-A hesitant "T" for language, sexy themes and a gun. Well, a couple guns.

Chicago, United States: early 1950s


What wakes up Ivan Braginsky is the slam of a fist against a wall, and Alfred doesn't care. He is staring down at the streets of Chicago, which are so fucking bright it's unbelievable. Without his glasses, the migrating flecks of red and yellow and the rows and rows of off-white windows on silhouetted behemoths turn into a haze, but he doesn't care. He is looking without seeing, letting the jumble of visual information wash over him. It wouldn't mean anything if he could see it anyway.
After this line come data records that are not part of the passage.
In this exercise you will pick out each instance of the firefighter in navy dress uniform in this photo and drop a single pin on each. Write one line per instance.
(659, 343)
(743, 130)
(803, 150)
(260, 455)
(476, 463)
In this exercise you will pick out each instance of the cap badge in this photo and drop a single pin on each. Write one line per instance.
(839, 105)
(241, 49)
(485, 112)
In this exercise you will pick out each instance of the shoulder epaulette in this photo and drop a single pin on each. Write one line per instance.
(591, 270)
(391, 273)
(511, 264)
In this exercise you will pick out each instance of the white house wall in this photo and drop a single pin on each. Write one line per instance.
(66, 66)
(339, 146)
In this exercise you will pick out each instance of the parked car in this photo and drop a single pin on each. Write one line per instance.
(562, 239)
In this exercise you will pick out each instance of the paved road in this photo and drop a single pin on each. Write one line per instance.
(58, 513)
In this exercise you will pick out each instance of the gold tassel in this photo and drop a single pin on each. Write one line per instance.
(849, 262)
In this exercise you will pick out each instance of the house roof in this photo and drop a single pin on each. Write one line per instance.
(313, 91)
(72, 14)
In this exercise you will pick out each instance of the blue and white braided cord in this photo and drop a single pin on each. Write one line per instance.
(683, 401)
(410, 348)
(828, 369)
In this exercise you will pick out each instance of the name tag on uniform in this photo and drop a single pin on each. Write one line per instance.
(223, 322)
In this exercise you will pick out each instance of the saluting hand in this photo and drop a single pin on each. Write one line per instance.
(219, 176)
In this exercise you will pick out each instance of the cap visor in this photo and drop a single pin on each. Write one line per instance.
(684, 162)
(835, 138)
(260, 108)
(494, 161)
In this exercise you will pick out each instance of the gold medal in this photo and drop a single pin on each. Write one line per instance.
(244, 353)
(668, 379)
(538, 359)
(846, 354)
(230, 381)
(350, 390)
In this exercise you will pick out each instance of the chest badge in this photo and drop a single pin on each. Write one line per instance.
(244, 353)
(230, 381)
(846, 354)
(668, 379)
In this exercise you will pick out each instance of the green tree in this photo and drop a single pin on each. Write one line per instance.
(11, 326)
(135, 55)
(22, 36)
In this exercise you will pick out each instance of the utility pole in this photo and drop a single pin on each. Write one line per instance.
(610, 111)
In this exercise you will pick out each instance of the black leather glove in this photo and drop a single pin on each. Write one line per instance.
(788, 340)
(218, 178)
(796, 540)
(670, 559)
Ivan had just drifted off when the thud ripped through his half-formed dreams and he spasmed in the sheets, fighting himself to a sitting position until he realized:

he is in a hotel.

there is nothing that will hurt him.

Except the gun on the table, and the one on window sill, and the man illuminated by the life of the city floors and floors below them.

But besides that, he is safe.

For months, he had been wandering the cities, the major ones - New York, Los Angeles, Houston, San Fransisco, Las Vegas, not Washington DC, because everyone knows them there. He even went to Boston out of sheer need.

Need to see him again.

And Chicago had worked. Three hours after he left the airport, two of which he he had spent inhaling shots of vodka in a bar, he found himself slammed into the grungy wall of an alleyway, a gun at his pulse and those pink lips sneering

What the fuck do you think you're doing here

Commie shit.

He let America - because at the time, the man was America - seethe for a few moments, rant at him, rub the gun into the pale flesh of Russia's neck, until the blue eyes turned soft and flickered AlfredAmericaAlfredAmericaAlfred.

Oh, I, Ivan. He mumbled.

I really missed you.

They found a hotel and rented two rooms even if they only were going to use one and then the rest of the night was that sickly-sweet mix of tears and sweat and pleasure pain, and blood when the hour got late enough. It was nips and stifled moans and shameless pleas until they had made up for all the time they had been apart.

Ivan trips and stumbles over a fold of sheet that didn't let him go before crossing the room.

"What?"

"Nothing," Alfred replies with a frustrated shake of his head. "I just have...I got work tomorrow. If we had done this on Friday -"

Ivan turns him roughly and kisses the if away. Alfred reaches up to grasp his shoulders, massage the tension there and regain his balance before he cups Ivan's jaw with both hands and kisses back.

The lights flash and dip below them. They burn through Ivan's eyelids as he presses Alfred against the window to make the man arch away from it, towards him.

Ivan cards Alfred's hair with his fingers and decides not again, because there's so little softness in these moments. He searches for the squishy parts of the man: the hollow of his neck, his cheeks, his palms, his thighs and Alfred lets out a giggle and mumbles with a sing-song, "What are you doing?"

He thinks it's a game, but it's not.

Between the hard metal and hard alcohol, Ivan looks for soft things: the flush of inebriation, a length of faded scarf, a hotel mattress that will be used for one night and one purpose. Life is contrasts, and if he only has hardness, he will forget what it is to be soft.

When Ivan has taken stock, reasserted himself and filled his hands and eyes and mind with enough memories and sensations, he allows Alfred to stand up because the window sill is cold and sharp.

"Want something to eat?" Alfred asks. He reaches for the light.

"No." Ivan says, harsher than he should. Alfred turns. "I want to sleep."

Alfred stares at him and shrugs. "A'right." He slurs lazily. "Y'know where your room is -"

"With you."

The blue in the darkness asks Again? and Ivan insists, "Just sleep."

Alfred smiles.

"A'right."

Soft.

Ivan resumes his search amongst the sheets as Alfred dozes in his arms; he finds soft lips and a pliable waist, feathery hair and the curve of his ass.

In the dark he stares at nothing and does his best to think of just that. He doesn't want to dwell on the war, on human foolishness and propaganda. He doesn't dwell on Alfred - life is contrasts, and he must limit himself or this will cease to be special.

He connects things in the darkness and pretends: that's a horse, and that's a stove and that's a plane and that's a glass. He imagines and imagines until his brain realizes how tired it is.

The last fleeting thought he has is that his plane ticket to Russia is for tomorrow. He always burns those tickets, but he saves to ones to the country he is supposed to hate.

They are tickets to contrast and so they are tickets to life.

And one day, he will burn them too.


Author's Note: I needed some RussiaxAmerica. Badly. Also gift for the lovely StarGazer453.

This was originally from America's POV. /headdesk I seem to be incapable of writing a piece with Russia that's not Russia-centered. He's just such a fun character to work with.

I took some liberties with the time period: Plane tickets then cost around $60 dollars, and considering Russia would have to make multiple trips between cities, and planes then were only for the very rich, especially in the early 1950s, which is when McCarthyism was in full swing, that would become very pricey very quickly...

Let's just pretend Russia has a hefty disposable (title plug) income.